May 14, 2006
Get lean. Stay hungry.
“The old Jetta was trim and compact, with chunky good proportions. The new one — 5.7 inches longer — is so big and amorphous they should have called it Jetta the Hutt. Every manufacturer engages in this incremental generation-to-generation size creep, and if it keeps up, eventually Shriners will drive 1996 Buick Roadmasters and we’ll laugh at their comical little cars from the observation decks of our Subaru Imprezas. Somebody, stop the madness.”
— The NY Times auto section*
The same could be said about a lot of modern software, of course, and a decent backlash is underway. Throw a dead cat & you’ll hit some manifesto or other talking about how features don’t matter, shouldn’t be added, etc.**
Why is that? A few things come to mind:
- Packing in tons of features makes software take forever to load, and/or makes it run slowly and consume tons of resources. Therefore everyone is penalized by stuff they’ll never use.
- The existence of unused features makes it harder to get at the small percentage you actually care about. Locating the right command is like finding a needle in a stack of needles.
- Being presented with a wall of options (especially if the previous set wasn’t well understood) makes people feel inadequate. The percentage anyone comprehends grows smaller as the app grows more vast.
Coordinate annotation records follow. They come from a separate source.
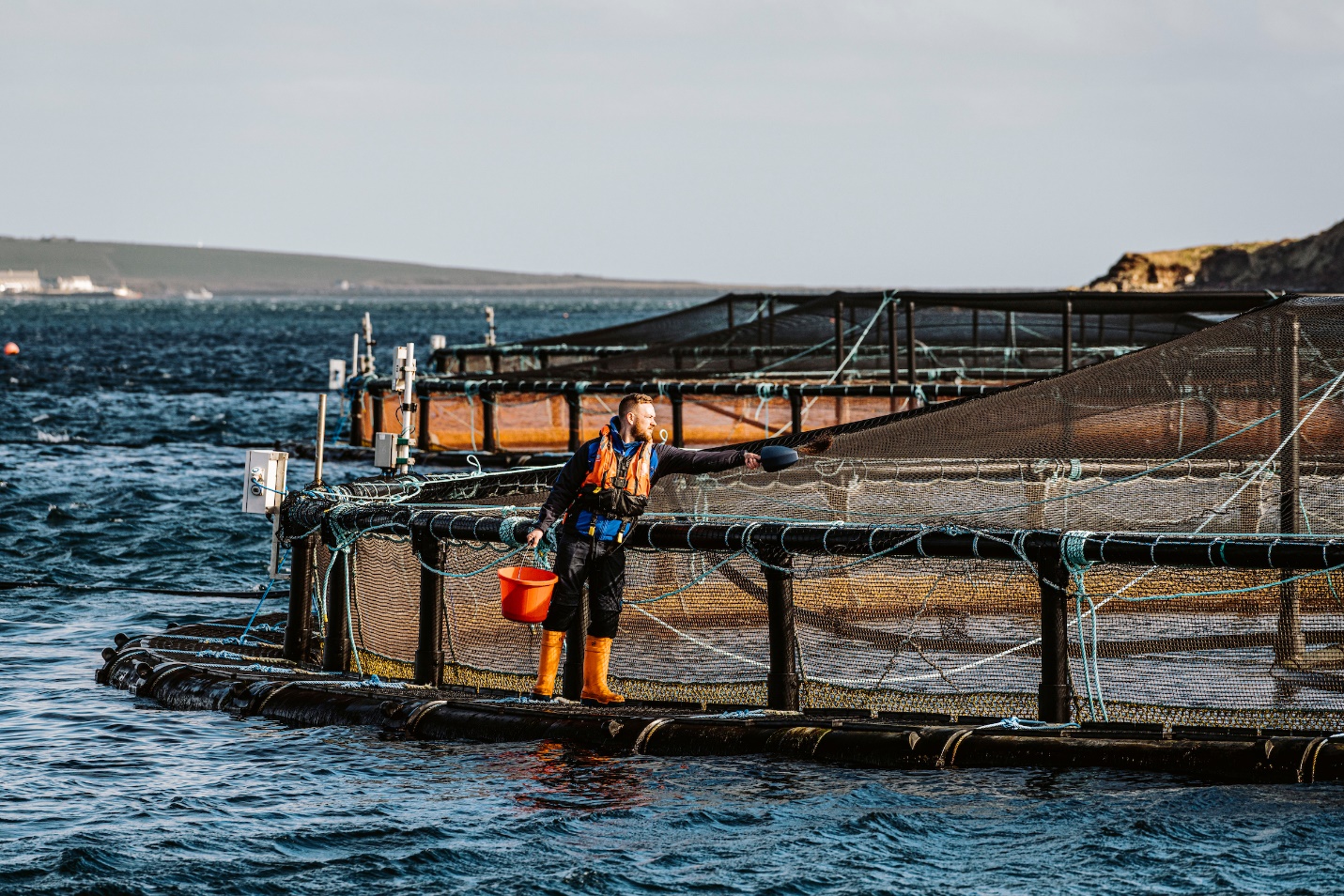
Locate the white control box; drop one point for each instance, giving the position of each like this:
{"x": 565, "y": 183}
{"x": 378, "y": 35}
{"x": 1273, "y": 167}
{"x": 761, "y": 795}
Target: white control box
{"x": 264, "y": 480}
{"x": 384, "y": 450}
{"x": 335, "y": 374}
- New features give the impression of a neverending, ever longer learning curve. Rather than make things simpler, they risk adding confusion and redundancy, fatiguing the people they’re supposed to help.
If this is all true, then aren’t the critics right? Yes–if it’s true. But what if it weren’t? What if:
- New software booted up faster than its predecessor on the same machine?
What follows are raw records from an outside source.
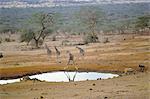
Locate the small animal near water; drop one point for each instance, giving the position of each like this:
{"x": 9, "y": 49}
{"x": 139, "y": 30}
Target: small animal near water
{"x": 142, "y": 67}
{"x": 128, "y": 70}
{"x": 1, "y": 55}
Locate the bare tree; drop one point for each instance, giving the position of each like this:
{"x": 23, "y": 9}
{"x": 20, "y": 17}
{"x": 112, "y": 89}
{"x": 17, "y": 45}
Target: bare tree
{"x": 90, "y": 18}
{"x": 49, "y": 52}
{"x": 39, "y": 27}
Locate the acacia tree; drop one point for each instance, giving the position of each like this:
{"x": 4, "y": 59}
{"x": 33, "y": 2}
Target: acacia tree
{"x": 90, "y": 18}
{"x": 142, "y": 23}
{"x": 39, "y": 27}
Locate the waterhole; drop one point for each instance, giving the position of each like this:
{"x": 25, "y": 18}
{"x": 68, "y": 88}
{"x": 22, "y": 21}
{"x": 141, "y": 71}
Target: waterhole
{"x": 62, "y": 76}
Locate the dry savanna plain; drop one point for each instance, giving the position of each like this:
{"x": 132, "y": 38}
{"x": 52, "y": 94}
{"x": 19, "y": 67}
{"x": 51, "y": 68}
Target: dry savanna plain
{"x": 122, "y": 51}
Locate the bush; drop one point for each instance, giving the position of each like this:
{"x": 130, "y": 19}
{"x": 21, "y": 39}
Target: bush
{"x": 7, "y": 39}
{"x": 90, "y": 39}
{"x": 26, "y": 36}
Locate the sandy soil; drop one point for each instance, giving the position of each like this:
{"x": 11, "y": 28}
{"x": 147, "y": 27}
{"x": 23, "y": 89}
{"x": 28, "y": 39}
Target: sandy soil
{"x": 108, "y": 57}
{"x": 126, "y": 87}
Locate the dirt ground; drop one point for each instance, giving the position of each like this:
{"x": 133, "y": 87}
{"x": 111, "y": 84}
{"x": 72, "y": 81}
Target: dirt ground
{"x": 103, "y": 57}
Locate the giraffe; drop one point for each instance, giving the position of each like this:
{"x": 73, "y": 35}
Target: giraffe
{"x": 57, "y": 54}
{"x": 71, "y": 58}
{"x": 81, "y": 51}
{"x": 49, "y": 52}
{"x": 1, "y": 55}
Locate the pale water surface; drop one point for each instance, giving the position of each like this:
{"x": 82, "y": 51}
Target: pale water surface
{"x": 62, "y": 77}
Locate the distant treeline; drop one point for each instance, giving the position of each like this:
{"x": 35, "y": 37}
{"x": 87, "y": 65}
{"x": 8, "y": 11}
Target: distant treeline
{"x": 117, "y": 15}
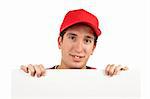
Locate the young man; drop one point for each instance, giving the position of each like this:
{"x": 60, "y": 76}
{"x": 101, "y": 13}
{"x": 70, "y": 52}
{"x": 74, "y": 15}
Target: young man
{"x": 79, "y": 32}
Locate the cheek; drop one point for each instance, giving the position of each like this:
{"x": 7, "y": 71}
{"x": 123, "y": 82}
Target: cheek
{"x": 89, "y": 50}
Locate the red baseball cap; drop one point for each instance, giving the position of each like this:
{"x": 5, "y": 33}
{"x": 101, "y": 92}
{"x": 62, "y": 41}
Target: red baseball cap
{"x": 80, "y": 16}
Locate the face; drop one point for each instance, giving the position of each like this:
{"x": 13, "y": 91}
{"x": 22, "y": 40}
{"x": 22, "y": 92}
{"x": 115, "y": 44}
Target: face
{"x": 76, "y": 46}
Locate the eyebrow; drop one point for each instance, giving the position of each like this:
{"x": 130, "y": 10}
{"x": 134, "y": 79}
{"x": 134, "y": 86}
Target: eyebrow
{"x": 72, "y": 34}
{"x": 89, "y": 37}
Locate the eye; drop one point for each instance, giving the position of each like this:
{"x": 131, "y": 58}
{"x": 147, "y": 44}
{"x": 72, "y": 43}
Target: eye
{"x": 87, "y": 41}
{"x": 72, "y": 37}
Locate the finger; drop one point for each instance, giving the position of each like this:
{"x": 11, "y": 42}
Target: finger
{"x": 24, "y": 68}
{"x": 125, "y": 68}
{"x": 31, "y": 69}
{"x": 43, "y": 71}
{"x": 111, "y": 70}
{"x": 38, "y": 70}
{"x": 117, "y": 69}
{"x": 107, "y": 69}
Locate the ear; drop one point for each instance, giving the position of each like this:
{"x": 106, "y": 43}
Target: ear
{"x": 93, "y": 49}
{"x": 59, "y": 42}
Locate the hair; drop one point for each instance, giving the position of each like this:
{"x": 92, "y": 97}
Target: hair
{"x": 64, "y": 31}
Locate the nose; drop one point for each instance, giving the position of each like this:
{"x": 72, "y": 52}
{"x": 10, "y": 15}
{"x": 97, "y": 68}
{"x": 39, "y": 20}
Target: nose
{"x": 78, "y": 47}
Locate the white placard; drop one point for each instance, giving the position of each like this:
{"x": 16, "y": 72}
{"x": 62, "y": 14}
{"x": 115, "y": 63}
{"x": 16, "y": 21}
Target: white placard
{"x": 76, "y": 84}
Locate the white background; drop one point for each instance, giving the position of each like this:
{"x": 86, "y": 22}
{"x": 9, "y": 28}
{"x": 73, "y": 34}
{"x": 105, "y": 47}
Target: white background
{"x": 29, "y": 31}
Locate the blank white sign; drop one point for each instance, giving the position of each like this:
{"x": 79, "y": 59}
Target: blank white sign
{"x": 76, "y": 84}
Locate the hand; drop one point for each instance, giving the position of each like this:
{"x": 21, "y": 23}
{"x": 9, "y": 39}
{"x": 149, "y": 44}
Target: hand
{"x": 38, "y": 70}
{"x": 112, "y": 69}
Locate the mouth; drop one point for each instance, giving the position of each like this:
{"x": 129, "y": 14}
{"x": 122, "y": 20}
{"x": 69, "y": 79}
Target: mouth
{"x": 77, "y": 57}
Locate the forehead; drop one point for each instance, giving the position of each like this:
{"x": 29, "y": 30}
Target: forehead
{"x": 82, "y": 28}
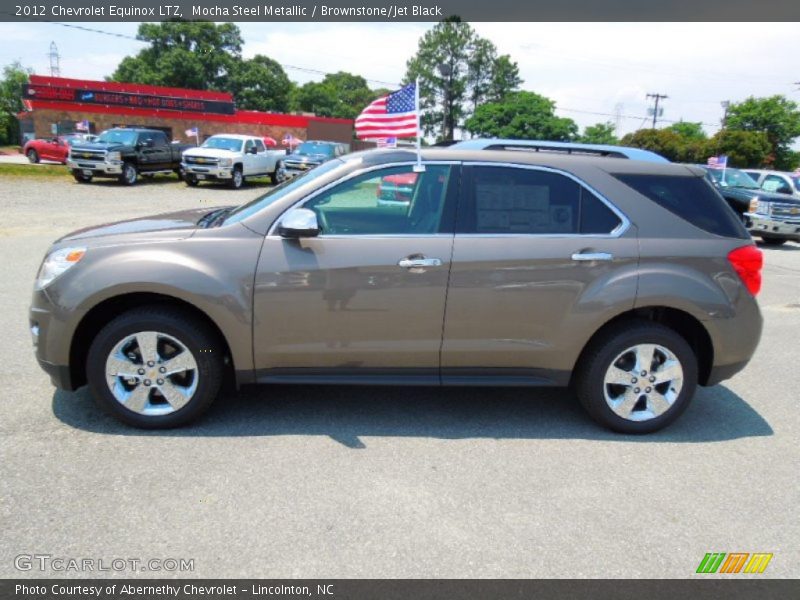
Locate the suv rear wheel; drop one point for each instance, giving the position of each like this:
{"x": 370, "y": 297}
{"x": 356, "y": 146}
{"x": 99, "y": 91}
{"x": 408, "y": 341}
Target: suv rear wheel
{"x": 637, "y": 378}
{"x": 155, "y": 368}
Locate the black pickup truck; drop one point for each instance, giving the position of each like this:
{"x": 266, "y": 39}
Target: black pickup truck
{"x": 125, "y": 153}
{"x": 775, "y": 218}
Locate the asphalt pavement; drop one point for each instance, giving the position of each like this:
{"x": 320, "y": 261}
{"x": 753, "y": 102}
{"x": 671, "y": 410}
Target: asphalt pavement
{"x": 345, "y": 482}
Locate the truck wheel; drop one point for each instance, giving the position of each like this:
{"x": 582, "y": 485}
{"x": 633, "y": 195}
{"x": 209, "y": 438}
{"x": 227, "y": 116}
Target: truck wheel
{"x": 237, "y": 177}
{"x": 129, "y": 174}
{"x": 155, "y": 368}
{"x": 637, "y": 378}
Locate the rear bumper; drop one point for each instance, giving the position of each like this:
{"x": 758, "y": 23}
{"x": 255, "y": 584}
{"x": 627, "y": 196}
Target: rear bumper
{"x": 769, "y": 226}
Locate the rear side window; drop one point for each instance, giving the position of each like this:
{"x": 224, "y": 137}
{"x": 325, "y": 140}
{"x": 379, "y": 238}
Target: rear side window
{"x": 508, "y": 200}
{"x": 691, "y": 198}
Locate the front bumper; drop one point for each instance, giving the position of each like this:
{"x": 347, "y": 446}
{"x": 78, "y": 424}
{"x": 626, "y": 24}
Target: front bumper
{"x": 96, "y": 168}
{"x": 51, "y": 334}
{"x": 207, "y": 172}
{"x": 759, "y": 224}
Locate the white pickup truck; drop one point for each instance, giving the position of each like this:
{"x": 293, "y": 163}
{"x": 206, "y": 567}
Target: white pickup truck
{"x": 230, "y": 158}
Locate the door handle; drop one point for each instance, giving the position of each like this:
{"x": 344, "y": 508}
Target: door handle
{"x": 591, "y": 256}
{"x": 416, "y": 263}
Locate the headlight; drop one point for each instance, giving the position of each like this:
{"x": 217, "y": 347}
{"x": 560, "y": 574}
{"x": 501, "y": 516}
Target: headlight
{"x": 759, "y": 206}
{"x": 56, "y": 263}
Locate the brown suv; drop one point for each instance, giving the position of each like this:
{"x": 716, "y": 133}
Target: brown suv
{"x": 631, "y": 281}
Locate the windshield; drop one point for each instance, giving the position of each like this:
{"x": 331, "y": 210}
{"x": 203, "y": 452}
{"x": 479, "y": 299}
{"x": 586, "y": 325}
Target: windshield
{"x": 221, "y": 143}
{"x": 733, "y": 178}
{"x": 313, "y": 148}
{"x": 279, "y": 191}
{"x": 118, "y": 136}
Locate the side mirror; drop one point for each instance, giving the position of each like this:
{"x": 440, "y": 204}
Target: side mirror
{"x": 297, "y": 223}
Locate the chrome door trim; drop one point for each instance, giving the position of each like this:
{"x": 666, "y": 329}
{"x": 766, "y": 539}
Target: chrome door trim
{"x": 351, "y": 175}
{"x": 623, "y": 227}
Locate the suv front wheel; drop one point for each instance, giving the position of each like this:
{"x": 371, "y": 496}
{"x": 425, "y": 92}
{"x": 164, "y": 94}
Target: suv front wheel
{"x": 637, "y": 378}
{"x": 155, "y": 368}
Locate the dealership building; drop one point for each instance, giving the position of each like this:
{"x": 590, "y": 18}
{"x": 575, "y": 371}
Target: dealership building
{"x": 56, "y": 105}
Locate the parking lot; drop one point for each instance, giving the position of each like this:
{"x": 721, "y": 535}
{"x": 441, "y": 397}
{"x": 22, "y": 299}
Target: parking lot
{"x": 385, "y": 482}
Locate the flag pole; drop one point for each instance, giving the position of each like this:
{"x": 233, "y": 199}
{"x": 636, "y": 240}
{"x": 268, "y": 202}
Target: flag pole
{"x": 419, "y": 167}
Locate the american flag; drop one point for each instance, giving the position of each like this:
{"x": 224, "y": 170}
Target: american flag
{"x": 394, "y": 115}
{"x": 718, "y": 162}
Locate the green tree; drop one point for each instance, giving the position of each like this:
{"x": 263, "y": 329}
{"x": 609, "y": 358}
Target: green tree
{"x": 689, "y": 130}
{"x": 505, "y": 78}
{"x": 599, "y": 133}
{"x": 198, "y": 55}
{"x": 341, "y": 95}
{"x": 260, "y": 84}
{"x": 14, "y": 77}
{"x": 521, "y": 115}
{"x": 458, "y": 71}
{"x": 777, "y": 117}
{"x": 665, "y": 142}
{"x": 743, "y": 148}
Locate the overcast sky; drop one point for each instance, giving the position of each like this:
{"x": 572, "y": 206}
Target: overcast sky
{"x": 585, "y": 67}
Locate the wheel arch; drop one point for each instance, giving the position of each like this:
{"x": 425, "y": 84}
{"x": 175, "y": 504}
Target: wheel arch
{"x": 683, "y": 323}
{"x": 99, "y": 315}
- It ran faster, felt smoother, and produced better results, without requiring any additional learning from users?
- The interface could grow simpler, more focused, more relevant to your needs (and your needs only)?
In short, if you could take away the pain that comes with a large and growing feature set, yet keep its benefits, would it cool the critics out? Would we then have permission (or blessings, even) to add whole new levels of power and capability?
As you might guess, we’re thinking about these issues all the time. In my view we need to define a fairly rigorous “Contract with the Customer” to ensure that before we move on to adding new layers of richness, we do the hard work of addressing the problems mentioned above.
We need your permission to take Photoshop in new directions, to add features that will blow people’s heads clean off. And to earn that permission, we need to show that we’re nailing the fundamentals. It’s not going to be an overnight thing, but I think we’re on the right track.
* VW can always take solace in having possibly the coolest parking structure ever. Oh, and once again, a fistful of great ads.
** To me, though, these critiques ring a little hollow–not unlike the great Onion article, “Report: 98 Percent Of U.S. Commuters Favor Public Transportation For Others.” That is, to some extent the critics are saying, Don’t add anything for anyone except me, that I personally don’t need right now.